How to describe addiction (or something less intense like a passing fancy for cupcakes) in abhidhamma terms?

It is all these factors and more.
Yet in the end it comes down to what appears at the 6 doors, the ayatanas.

A man sees a beautiful woman and is entranced - but actually there are only various colors appearing at the eyedoor and then processes of cittas that include perception and lobha that attach to concepts that relate to the visible object, " it would be nice to meet her..etc etc".
A woman sees the same woman and different trains of thought occur " i like her shoes…or..".

For food we accumulated even in this life a liking for some tastes more than others..

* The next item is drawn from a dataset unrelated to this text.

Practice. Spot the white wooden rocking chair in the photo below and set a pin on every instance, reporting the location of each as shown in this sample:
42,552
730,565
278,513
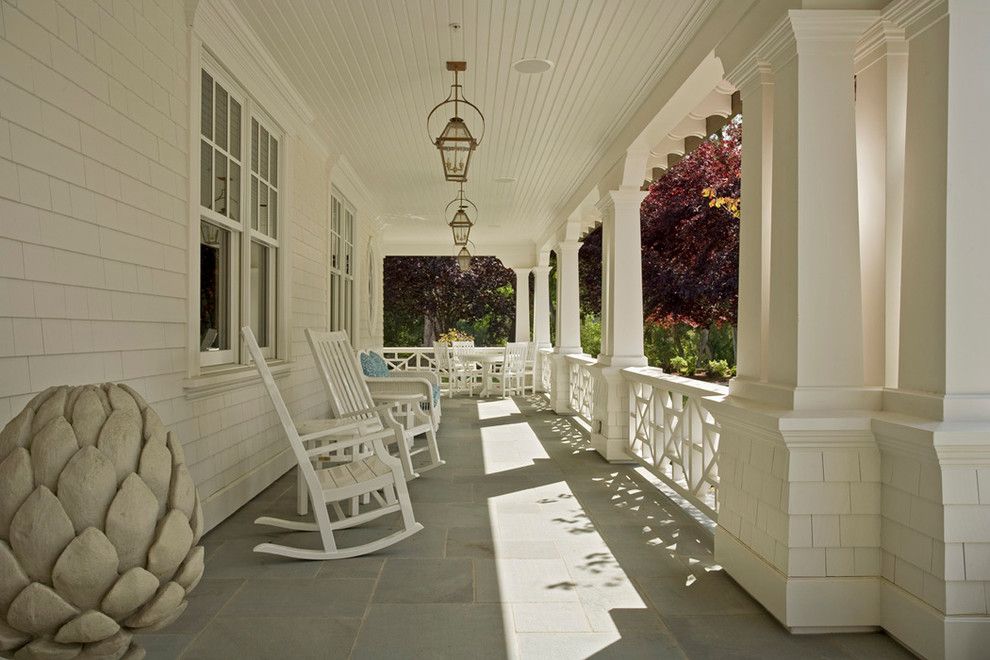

The common reaction to seeing the hold that all these sense objects have over us is to try to restrain. We resolve not to eat chocolate for example. And sure that can work.

As I indicated above there is another way, and that is to learn about the processes and see the underlying tendencies that are so strong. There can be moments of learning about the various factors you mention - they are not us, they are elements. This is Abhidhamma as it happens.
It is not so direct as using dint of will to tamp down desires; but it has special value as it is leading out of self view.

The difference between concepts and realities is gradually discerned and then the way becomes clear.

So a key to development is realising that it is nature as it is that we are understanding- we are not trying to change nature.
And thus bad habits are real, conditioned and anatta. There needs to be patience with them.